Jeszcze w tym roku pożegnamy nc+. Operator stawia na markę Canal+
Już niedługo nc+ pozostanie tylko wspomnieniem. Operator chce postawić na inną markę, którą ma w swoim portfolio. I która jest rozpoznawalna nie tylko w Polsce.
Jeszcze w tym roku marka nc+ przestanie istnieć - podają WirtualneMedia.pl. Nie chodzi jednak o jakieś rzekome problemy platformy, a o chęć zmiany wizerunku i pozyskanie większej liczby klientów. Operator postawić ma bowiem na Canal+, a więc markę znaną w branży kinowej i telewizyjnej na całym świecie.
Jak tłumaczy operator swoim partnerom, powodem rebrandingu jest dalsze umocnienie marki Canal+, chociażby za sprawą realizacji wielokrotnie nagradzanych na świecie filmów i seriali. Na dodatek to Canal+ jako pierwszy w Polsce przeszedł na format HD, a później Ultra HD. Canal+ będzie więc niezmiennie najważniejszą pozycją w ofercie platformy. Planowane jest również uruchomienie cyfrowej platformy OTT o nazwie myCanal – ponownie, marka nawiązuje do Canal+, nie do nc+.
Canal+ w zasadzie już kiedyś istniał w Polsce jako niezależny sprzedawca usług telewizyjnych.
Choć w tamtych czasach marketing operatora wykorzystywał charakterystycznego plusa w swojej nazwie. Dlatego też choć kanały Canal+ funkcjonowały pod właśnie taką nazwą, tak operator przedstawiał się nam jako Cyfra+. Stąd też i plusik w nc+: w 2013 r. doszło do fuzji platform Cyfra+ i należącej do TVN-u platformy N.

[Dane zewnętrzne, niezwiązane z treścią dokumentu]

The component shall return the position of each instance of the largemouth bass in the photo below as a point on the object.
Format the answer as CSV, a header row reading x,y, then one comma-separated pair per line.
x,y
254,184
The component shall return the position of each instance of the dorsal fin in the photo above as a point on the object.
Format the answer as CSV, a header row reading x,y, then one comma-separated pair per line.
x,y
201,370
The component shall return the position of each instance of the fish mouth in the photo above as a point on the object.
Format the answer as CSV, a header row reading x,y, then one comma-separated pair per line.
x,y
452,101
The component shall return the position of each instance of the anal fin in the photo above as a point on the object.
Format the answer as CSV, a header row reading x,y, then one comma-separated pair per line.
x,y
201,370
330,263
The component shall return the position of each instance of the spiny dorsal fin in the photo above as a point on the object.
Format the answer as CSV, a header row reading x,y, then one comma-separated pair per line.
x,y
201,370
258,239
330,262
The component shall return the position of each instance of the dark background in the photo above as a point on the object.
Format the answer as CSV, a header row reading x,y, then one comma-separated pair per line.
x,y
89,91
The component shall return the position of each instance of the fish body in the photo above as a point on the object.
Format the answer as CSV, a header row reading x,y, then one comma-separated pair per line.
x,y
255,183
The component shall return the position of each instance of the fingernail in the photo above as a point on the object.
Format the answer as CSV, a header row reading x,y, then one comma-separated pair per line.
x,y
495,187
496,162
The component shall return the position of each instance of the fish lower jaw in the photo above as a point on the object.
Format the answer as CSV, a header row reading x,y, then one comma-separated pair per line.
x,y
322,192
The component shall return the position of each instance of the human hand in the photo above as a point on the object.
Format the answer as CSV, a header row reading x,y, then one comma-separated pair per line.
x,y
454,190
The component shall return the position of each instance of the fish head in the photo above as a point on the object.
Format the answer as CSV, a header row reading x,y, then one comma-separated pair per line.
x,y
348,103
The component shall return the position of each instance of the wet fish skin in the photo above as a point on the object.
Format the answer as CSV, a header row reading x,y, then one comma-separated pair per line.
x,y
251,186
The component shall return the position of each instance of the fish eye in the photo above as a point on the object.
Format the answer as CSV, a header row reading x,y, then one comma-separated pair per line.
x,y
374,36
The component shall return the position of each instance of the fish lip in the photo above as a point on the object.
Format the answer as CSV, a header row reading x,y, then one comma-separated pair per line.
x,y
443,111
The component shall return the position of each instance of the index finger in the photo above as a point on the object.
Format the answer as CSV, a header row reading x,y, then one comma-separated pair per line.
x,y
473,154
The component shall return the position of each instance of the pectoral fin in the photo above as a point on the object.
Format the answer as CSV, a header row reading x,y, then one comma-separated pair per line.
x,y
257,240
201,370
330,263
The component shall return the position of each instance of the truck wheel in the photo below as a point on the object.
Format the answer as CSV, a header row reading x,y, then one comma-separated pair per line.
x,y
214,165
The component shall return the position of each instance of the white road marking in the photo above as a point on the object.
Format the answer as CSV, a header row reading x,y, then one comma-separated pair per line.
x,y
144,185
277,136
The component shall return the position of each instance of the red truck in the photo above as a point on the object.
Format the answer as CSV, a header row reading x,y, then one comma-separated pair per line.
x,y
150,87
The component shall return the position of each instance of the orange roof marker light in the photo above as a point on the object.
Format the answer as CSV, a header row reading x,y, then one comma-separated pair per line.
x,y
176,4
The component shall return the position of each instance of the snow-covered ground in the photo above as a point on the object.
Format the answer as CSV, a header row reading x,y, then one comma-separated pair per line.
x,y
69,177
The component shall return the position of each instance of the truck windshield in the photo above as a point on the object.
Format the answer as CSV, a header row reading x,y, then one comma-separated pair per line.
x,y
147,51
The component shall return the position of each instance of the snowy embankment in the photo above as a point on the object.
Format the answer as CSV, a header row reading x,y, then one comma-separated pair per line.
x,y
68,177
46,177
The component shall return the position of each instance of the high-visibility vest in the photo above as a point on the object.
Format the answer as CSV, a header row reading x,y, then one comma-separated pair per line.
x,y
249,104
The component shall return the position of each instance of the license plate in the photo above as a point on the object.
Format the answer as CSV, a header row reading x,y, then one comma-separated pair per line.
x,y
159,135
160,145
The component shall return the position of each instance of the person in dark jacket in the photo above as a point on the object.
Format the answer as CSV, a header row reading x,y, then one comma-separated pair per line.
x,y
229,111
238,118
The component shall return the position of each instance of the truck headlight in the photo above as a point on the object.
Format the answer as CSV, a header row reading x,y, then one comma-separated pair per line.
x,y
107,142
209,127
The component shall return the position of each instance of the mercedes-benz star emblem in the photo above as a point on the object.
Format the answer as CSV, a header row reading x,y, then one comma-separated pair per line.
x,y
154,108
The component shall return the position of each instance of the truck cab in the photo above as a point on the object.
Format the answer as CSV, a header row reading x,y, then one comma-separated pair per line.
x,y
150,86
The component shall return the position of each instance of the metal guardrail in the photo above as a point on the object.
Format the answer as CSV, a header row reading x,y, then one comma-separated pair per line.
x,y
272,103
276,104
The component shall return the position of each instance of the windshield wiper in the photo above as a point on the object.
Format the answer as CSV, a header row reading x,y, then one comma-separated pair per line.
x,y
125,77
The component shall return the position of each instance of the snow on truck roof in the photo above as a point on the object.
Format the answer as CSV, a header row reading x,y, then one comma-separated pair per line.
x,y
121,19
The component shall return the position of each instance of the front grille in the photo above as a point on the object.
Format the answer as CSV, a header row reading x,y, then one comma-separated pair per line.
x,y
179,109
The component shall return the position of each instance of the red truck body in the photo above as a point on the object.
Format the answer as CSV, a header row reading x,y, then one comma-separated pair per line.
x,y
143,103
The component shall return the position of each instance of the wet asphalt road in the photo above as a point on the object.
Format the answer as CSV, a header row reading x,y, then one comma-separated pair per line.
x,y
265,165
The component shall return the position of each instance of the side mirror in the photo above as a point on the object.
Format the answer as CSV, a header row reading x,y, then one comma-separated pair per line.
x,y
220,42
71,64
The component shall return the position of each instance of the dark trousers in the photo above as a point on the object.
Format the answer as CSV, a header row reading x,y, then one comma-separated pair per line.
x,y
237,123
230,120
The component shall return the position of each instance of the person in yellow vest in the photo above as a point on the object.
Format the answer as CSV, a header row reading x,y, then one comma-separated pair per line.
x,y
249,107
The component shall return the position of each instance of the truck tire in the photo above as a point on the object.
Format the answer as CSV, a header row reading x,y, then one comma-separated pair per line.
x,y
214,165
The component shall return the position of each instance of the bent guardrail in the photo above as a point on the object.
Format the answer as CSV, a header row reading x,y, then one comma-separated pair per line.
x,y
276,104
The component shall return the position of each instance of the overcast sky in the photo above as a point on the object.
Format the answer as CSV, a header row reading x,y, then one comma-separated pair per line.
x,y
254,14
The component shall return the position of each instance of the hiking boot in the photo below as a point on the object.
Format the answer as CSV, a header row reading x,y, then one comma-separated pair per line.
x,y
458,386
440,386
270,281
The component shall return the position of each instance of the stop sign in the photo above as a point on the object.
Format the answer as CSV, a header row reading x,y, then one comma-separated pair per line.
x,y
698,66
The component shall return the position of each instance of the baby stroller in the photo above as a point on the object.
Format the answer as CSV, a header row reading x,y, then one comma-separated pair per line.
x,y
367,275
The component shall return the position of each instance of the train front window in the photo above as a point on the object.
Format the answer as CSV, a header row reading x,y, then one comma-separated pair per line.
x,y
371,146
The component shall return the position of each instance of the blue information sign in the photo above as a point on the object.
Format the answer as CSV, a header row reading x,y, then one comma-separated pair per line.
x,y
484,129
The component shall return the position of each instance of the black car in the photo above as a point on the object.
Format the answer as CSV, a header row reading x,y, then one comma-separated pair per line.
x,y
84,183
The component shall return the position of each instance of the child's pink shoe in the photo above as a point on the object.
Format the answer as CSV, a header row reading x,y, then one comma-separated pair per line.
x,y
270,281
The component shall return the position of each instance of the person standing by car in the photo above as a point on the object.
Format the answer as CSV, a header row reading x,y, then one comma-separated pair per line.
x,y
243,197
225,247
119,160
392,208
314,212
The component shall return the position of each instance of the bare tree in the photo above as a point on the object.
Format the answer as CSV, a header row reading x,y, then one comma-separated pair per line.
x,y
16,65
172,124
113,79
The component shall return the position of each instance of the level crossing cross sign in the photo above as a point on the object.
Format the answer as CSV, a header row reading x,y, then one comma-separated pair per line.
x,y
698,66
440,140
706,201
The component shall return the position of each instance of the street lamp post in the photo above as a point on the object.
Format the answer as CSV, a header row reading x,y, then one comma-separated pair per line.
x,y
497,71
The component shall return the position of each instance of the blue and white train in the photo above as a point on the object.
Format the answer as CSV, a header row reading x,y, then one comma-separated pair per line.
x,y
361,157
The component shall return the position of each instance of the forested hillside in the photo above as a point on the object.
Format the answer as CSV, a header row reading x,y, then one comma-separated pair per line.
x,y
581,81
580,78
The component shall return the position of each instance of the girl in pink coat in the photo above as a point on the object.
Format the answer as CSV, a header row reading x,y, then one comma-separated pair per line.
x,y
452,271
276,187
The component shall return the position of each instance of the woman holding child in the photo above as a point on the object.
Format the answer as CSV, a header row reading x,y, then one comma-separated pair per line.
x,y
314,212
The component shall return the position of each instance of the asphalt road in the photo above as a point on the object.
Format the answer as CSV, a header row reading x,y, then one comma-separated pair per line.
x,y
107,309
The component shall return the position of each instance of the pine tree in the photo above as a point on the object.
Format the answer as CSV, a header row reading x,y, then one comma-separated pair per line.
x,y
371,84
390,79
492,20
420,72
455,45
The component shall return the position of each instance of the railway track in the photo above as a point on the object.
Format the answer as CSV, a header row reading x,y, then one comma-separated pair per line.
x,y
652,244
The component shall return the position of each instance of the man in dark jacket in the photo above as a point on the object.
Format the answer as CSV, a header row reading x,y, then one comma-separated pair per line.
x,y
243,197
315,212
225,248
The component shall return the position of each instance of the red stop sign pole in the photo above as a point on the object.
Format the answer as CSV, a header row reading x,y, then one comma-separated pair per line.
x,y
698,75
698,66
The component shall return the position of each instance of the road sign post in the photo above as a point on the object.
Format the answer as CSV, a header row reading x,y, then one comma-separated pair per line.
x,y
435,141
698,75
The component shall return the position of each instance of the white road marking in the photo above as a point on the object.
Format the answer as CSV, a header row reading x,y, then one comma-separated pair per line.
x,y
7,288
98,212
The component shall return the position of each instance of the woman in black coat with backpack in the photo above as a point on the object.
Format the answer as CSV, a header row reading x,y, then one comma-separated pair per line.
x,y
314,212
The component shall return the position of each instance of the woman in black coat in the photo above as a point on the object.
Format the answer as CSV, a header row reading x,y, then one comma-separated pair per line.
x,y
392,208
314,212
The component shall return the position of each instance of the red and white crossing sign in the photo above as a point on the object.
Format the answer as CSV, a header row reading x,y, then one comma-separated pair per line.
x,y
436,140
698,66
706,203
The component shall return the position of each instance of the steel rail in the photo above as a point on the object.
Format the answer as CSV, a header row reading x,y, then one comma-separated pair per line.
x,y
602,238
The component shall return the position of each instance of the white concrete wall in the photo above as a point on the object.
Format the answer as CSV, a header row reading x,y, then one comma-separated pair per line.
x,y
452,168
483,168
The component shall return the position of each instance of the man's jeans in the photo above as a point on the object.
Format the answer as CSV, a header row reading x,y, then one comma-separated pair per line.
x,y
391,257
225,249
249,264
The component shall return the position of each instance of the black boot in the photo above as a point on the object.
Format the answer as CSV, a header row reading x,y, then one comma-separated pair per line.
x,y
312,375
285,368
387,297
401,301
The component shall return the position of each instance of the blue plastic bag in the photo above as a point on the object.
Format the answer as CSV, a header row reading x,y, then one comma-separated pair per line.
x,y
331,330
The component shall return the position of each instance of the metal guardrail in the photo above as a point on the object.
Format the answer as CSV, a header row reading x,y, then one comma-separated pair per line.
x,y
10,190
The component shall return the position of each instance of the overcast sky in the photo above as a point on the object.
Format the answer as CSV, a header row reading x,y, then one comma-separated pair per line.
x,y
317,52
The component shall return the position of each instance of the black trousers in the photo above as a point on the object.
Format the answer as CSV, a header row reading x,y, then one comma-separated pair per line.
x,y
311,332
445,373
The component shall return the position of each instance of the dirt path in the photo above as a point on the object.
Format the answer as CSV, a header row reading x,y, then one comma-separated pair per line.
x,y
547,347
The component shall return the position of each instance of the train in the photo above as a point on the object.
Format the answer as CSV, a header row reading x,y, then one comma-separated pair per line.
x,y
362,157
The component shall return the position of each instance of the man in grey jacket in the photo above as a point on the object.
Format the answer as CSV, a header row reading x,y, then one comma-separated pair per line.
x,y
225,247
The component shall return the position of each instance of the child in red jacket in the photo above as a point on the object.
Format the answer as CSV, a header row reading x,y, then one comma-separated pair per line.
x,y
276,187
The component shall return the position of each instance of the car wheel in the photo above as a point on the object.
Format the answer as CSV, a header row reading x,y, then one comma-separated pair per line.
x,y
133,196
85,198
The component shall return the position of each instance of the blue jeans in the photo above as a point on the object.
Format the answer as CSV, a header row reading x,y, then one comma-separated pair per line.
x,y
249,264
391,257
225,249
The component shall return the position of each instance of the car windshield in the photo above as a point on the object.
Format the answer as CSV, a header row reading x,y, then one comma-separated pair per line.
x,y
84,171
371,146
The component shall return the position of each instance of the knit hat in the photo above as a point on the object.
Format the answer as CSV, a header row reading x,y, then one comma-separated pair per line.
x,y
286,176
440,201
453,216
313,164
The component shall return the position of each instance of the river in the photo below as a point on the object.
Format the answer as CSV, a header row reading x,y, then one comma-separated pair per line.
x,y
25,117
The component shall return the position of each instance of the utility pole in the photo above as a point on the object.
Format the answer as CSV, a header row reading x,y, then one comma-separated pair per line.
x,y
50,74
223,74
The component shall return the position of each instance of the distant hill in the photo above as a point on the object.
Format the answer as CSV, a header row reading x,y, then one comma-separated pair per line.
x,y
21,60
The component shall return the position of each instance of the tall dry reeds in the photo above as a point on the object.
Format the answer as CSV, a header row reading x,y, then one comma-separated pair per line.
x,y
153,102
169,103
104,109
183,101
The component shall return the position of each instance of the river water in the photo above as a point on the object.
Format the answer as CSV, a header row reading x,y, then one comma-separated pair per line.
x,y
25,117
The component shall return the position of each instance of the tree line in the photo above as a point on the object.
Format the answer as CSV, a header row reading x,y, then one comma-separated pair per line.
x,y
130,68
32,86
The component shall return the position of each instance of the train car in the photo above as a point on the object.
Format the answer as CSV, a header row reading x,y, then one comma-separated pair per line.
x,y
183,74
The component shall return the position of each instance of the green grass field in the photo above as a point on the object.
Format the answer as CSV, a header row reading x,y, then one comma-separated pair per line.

Canal+ pozbywa się więc tym samym marki, jaką wniósł jego partner do nazwy platformy. Po prawdzie jednak trudno się dziwić tej decyzji, o telewizji N mało kto dziś pamięta. Zwłaszcza że podział wpływów pozostaje bez zmian. Właścicielem nc+ jest ITI Neovision, którego udziałowcami są Canal+ (51 proc.), TVN (32 proc.) i Liberty Global (17 proc.).